Sukses

Menunggu Kabar dari Mina

Jumlah korban meninggal maupun luka atau hilang hingga kini belum tetap, karena masih dalam proses pendataan pihak pemerintah Arab Saudi.

Liputan6.com, Jakarta - "Tadi siang telepon papah, sehat. Mamah belum tahu infonya. Lalu kemudian telepon putus," tutur Ekha, mengawali cerita orangtuanya pasca-tragedi Mina, Arab Saudi 24 September 2015 lalu.
 
"Dihubungi enggak bisa lagi sekarang. Enggak tahu kondisi mamah kayak apa. Papah udah sehat, masih mikirin mamah ke mana," lanjut perempuan bernama lengkap Ekha Tyas Wulandari, dengan wajah linglung.

Sementara, lantunan surat Yasin masih berkumandang di kediaman Ekha yang beralamat di Komplek Bali Agung II, No 14 E, Kelurahan Parit Tokaya, Kota Pontianak, Kalimantan Barat. Dari dalam rumah bercat putih, sejumlah ibu-ibu pengajian tampak khusyuk berdoa dan membaca ayat-ayat suci Alquran.

Doa itu ditujukan kepada kedua orangtua Ekha, yang dikabarkan menjadi korban tragedi Mina. Kedua orangtuanya berangkat ke Tanah Suci pada 6 September 2015 melalui embarkasi Batam, Kloter 14.

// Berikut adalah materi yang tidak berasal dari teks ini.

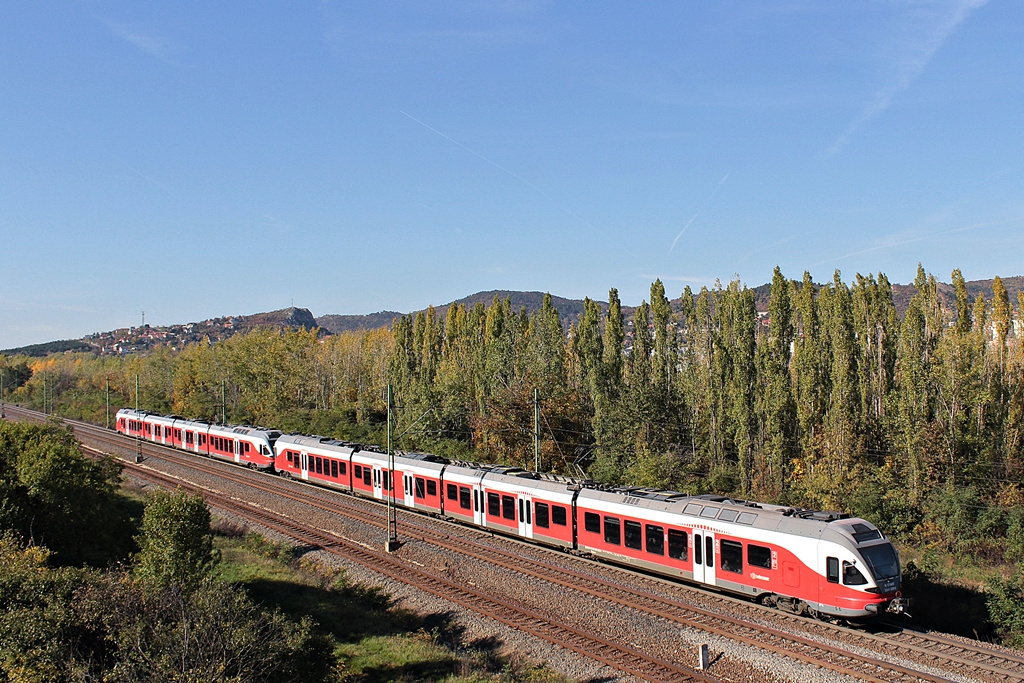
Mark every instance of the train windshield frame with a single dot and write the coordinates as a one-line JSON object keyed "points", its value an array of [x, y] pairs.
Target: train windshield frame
{"points": [[882, 560]]}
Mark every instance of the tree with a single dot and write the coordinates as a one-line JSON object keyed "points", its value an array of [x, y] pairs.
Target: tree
{"points": [[53, 496], [175, 542]]}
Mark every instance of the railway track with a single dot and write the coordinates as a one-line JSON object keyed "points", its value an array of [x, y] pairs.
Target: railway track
{"points": [[859, 654]]}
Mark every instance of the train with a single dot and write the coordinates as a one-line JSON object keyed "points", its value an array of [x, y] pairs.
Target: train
{"points": [[828, 565]]}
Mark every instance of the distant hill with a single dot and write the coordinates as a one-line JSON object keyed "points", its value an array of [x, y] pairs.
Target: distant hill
{"points": [[40, 350], [139, 340], [286, 317], [338, 324]]}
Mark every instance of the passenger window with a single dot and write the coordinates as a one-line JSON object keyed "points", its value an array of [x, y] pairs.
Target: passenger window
{"points": [[634, 535], [541, 514], [612, 532], [655, 540], [759, 556], [558, 515], [732, 556], [678, 545], [832, 569], [852, 575]]}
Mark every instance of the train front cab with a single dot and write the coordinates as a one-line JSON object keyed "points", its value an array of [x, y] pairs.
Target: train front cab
{"points": [[420, 475], [859, 572]]}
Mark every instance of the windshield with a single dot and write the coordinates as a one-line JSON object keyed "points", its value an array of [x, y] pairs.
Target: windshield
{"points": [[882, 560]]}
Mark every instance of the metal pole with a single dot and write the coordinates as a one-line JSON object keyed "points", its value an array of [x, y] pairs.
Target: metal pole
{"points": [[537, 430], [138, 434], [392, 515]]}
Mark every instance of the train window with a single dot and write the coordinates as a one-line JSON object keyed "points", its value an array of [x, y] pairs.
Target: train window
{"points": [[634, 535], [678, 545], [612, 532], [759, 556], [731, 554], [852, 575], [832, 569], [541, 514], [558, 515], [655, 540]]}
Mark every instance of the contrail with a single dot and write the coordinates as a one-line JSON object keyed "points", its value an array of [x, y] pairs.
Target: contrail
{"points": [[500, 168], [701, 208]]}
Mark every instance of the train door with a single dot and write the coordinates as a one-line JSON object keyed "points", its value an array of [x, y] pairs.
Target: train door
{"points": [[479, 507], [704, 556], [409, 489], [525, 516]]}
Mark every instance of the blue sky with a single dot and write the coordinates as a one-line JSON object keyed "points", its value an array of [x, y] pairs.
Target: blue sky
{"points": [[197, 160]]}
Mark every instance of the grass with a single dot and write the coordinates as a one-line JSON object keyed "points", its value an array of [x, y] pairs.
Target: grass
{"points": [[375, 640]]}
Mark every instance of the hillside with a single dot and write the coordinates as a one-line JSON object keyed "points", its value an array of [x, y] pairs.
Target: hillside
{"points": [[134, 340]]}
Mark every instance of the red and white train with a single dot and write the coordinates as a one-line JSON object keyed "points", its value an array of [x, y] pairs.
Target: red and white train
{"points": [[824, 564]]}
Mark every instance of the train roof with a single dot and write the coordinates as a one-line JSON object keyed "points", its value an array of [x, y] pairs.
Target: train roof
{"points": [[711, 508]]}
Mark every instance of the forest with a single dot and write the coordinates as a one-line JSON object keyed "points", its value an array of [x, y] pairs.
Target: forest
{"points": [[830, 400]]}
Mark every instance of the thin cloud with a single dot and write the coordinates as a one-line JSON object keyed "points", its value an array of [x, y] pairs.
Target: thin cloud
{"points": [[155, 46], [500, 168], [699, 209], [911, 66], [894, 241]]}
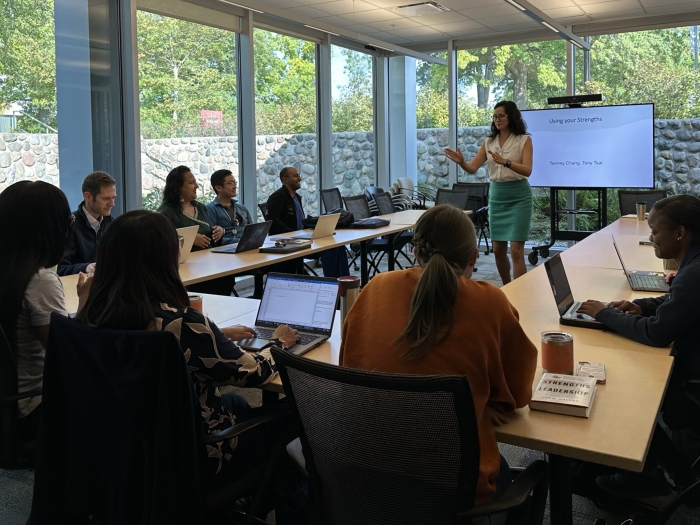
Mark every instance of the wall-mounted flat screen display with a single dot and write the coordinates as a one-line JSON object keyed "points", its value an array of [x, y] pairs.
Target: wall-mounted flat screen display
{"points": [[592, 147]]}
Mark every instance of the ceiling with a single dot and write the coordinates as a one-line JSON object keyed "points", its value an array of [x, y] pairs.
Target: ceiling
{"points": [[476, 21]]}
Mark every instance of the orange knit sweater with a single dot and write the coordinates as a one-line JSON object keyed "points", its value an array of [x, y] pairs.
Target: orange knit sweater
{"points": [[486, 344]]}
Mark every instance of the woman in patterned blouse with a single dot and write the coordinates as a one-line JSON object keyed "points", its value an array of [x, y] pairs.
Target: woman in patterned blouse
{"points": [[139, 289]]}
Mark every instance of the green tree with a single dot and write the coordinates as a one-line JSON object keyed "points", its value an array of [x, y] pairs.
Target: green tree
{"points": [[184, 68], [28, 61]]}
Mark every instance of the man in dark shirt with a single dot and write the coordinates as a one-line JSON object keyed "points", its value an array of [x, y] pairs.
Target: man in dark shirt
{"points": [[285, 211], [91, 219]]}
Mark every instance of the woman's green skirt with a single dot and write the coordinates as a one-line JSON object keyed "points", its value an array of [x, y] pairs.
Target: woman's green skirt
{"points": [[510, 210]]}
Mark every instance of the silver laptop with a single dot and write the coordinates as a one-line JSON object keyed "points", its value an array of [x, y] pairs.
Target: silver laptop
{"points": [[188, 235], [641, 281], [324, 227], [252, 238], [306, 303], [568, 308]]}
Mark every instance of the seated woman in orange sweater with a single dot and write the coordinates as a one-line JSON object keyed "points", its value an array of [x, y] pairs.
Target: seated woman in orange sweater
{"points": [[436, 320]]}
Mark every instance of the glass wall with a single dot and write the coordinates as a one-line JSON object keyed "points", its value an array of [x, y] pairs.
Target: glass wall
{"points": [[658, 66], [352, 89], [432, 124], [285, 113], [525, 73], [28, 111], [188, 102]]}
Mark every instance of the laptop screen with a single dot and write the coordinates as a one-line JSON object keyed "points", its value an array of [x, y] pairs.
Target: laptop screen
{"points": [[559, 283], [301, 301]]}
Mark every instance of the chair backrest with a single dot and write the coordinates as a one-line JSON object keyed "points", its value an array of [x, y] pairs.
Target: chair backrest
{"points": [[8, 406], [119, 437], [331, 199], [475, 188], [383, 448], [358, 206], [406, 183], [628, 199], [457, 198], [371, 191], [384, 203]]}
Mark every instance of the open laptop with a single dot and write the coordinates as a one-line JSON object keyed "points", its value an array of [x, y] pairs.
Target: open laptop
{"points": [[641, 281], [324, 227], [303, 302], [189, 233], [253, 237], [566, 305]]}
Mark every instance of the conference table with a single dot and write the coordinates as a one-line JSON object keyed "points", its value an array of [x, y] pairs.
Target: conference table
{"points": [[619, 429]]}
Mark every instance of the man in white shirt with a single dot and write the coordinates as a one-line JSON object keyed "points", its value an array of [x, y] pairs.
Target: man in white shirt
{"points": [[91, 219]]}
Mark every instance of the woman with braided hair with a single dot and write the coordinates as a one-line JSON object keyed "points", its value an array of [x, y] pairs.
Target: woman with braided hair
{"points": [[434, 319]]}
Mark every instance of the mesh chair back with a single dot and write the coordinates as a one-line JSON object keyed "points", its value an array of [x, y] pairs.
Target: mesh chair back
{"points": [[475, 189], [457, 198], [629, 199], [384, 203], [8, 406], [358, 206], [331, 199], [383, 448]]}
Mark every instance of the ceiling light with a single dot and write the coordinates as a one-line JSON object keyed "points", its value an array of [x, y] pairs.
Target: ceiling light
{"points": [[420, 9], [515, 4], [322, 30], [241, 6], [549, 26]]}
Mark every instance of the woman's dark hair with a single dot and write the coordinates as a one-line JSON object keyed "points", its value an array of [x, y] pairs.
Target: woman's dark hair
{"points": [[516, 124], [680, 210], [137, 267], [173, 185], [37, 221], [445, 239]]}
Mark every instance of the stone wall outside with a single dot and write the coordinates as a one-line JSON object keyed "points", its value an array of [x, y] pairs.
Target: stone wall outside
{"points": [[25, 156]]}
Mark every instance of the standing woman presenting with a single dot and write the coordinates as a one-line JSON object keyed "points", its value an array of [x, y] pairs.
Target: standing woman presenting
{"points": [[508, 151]]}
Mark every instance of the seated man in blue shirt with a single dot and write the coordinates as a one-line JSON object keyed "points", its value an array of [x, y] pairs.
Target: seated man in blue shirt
{"points": [[91, 220], [285, 211], [224, 210]]}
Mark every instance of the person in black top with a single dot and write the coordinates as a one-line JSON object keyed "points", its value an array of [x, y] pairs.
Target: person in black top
{"points": [[660, 321], [285, 211], [91, 219]]}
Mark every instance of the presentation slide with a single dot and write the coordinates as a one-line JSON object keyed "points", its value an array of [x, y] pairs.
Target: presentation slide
{"points": [[594, 147]]}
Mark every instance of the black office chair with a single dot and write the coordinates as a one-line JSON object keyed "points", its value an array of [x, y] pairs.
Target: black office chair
{"points": [[628, 199], [386, 206], [13, 453], [331, 199], [478, 205], [393, 449], [121, 438], [457, 198], [376, 248]]}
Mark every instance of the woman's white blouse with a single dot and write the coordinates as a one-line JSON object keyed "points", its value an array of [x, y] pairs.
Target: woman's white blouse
{"points": [[511, 150]]}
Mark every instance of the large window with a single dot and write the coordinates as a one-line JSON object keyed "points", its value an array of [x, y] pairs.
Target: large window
{"points": [[188, 102], [285, 113], [432, 123], [352, 82], [28, 115], [525, 73]]}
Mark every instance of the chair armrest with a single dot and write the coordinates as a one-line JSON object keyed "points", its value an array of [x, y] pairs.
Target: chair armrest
{"points": [[22, 395], [515, 494], [240, 428]]}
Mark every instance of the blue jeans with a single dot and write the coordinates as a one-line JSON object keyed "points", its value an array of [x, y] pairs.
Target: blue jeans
{"points": [[255, 445]]}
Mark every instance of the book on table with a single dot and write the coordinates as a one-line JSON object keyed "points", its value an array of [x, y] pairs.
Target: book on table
{"points": [[564, 394]]}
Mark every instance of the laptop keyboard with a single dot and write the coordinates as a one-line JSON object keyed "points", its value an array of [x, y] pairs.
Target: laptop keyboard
{"points": [[266, 333], [645, 281]]}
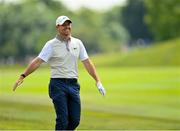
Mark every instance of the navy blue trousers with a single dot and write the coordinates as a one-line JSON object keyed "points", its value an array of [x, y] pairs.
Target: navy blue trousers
{"points": [[66, 99]]}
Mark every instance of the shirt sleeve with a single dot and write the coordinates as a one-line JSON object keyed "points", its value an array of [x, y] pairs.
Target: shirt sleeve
{"points": [[46, 52], [83, 53]]}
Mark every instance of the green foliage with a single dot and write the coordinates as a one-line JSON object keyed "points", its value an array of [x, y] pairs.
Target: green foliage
{"points": [[26, 26], [133, 20], [163, 18], [160, 54]]}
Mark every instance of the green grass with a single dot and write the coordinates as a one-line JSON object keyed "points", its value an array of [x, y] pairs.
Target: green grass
{"points": [[137, 98]]}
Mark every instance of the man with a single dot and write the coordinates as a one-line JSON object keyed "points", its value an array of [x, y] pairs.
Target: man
{"points": [[62, 54]]}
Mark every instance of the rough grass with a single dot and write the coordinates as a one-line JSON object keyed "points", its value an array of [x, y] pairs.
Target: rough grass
{"points": [[137, 98]]}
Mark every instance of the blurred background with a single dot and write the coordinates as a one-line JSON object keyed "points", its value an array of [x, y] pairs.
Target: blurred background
{"points": [[134, 44]]}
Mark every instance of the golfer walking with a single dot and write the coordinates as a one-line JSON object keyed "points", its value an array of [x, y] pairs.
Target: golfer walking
{"points": [[62, 53]]}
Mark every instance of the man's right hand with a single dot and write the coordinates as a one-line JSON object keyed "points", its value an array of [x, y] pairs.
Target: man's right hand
{"points": [[18, 82]]}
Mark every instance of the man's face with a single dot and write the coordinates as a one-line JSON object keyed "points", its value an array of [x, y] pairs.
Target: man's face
{"points": [[65, 29]]}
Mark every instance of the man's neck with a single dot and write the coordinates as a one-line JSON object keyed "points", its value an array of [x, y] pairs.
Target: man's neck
{"points": [[63, 38]]}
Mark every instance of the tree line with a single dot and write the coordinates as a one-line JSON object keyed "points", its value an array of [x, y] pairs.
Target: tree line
{"points": [[26, 25]]}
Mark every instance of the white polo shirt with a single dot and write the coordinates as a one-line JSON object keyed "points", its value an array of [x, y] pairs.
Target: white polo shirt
{"points": [[63, 56]]}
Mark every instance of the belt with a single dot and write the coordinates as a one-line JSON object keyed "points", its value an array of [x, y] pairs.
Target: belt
{"points": [[66, 80]]}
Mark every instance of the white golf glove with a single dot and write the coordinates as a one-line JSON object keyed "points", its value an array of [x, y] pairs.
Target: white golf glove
{"points": [[101, 88]]}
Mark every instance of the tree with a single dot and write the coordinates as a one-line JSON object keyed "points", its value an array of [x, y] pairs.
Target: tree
{"points": [[133, 19], [163, 18]]}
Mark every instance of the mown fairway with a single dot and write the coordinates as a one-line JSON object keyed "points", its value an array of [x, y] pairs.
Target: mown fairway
{"points": [[137, 98]]}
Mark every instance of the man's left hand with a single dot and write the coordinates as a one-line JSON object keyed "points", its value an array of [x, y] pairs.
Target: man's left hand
{"points": [[101, 88]]}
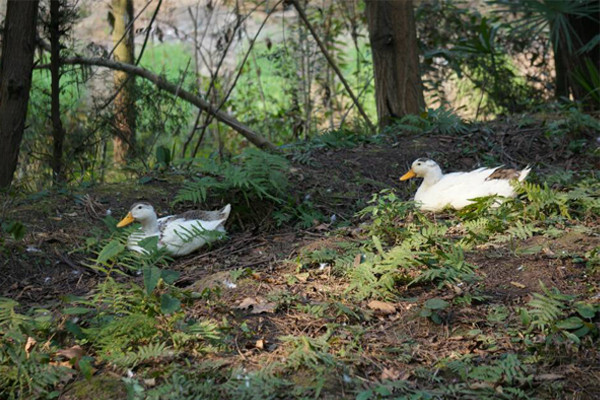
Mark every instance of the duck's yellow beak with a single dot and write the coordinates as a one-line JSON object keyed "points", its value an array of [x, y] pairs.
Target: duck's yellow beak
{"points": [[408, 175], [125, 221]]}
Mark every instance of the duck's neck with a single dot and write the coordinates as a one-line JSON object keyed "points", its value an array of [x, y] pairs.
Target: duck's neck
{"points": [[432, 177], [150, 226]]}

Ekha merupakan anak pertama pasangan Suparno-Dahlia. Perempuan 31 tahun itu terus-menerus menghubungi kedua orangtuanya di Tanah Suci. Namun sang bunda, hingga kini belum diketahui keberadaannya, pasca-tragedi Mina.

Menurut Ekha, Kementerian Agama Kota Pontianak sebelumnya telah menghubungi adiknya dan memberitahukan, ibunya berada dalam daftar luka tragedi Mina. Sementara, sang ayah mengaku belum melihat kondisi istrinya.

Wakil Ketua RW 10 Komplek Bali Agung II H Nanang Setia Budi pun telah mendapat kabar tentang ibunda Ekha yang menjadi korban tragedi Mina dari Kemenag Kota Pontianak.

"Saya mewakili keluarga dan masyarakat di sini, dan wakil ketua RW. Ada warga kami ikut kena musibah tragedi Mina. Saya langsung menghubungi keluarga. Pak Haji Suparno sehat. Namun, istri beliau belum dapat info jelas. Masih dicari data-datanya. Pihak Kemenag masih kontak, mungkin ini agar tidak simpang siur," ujar Nanang.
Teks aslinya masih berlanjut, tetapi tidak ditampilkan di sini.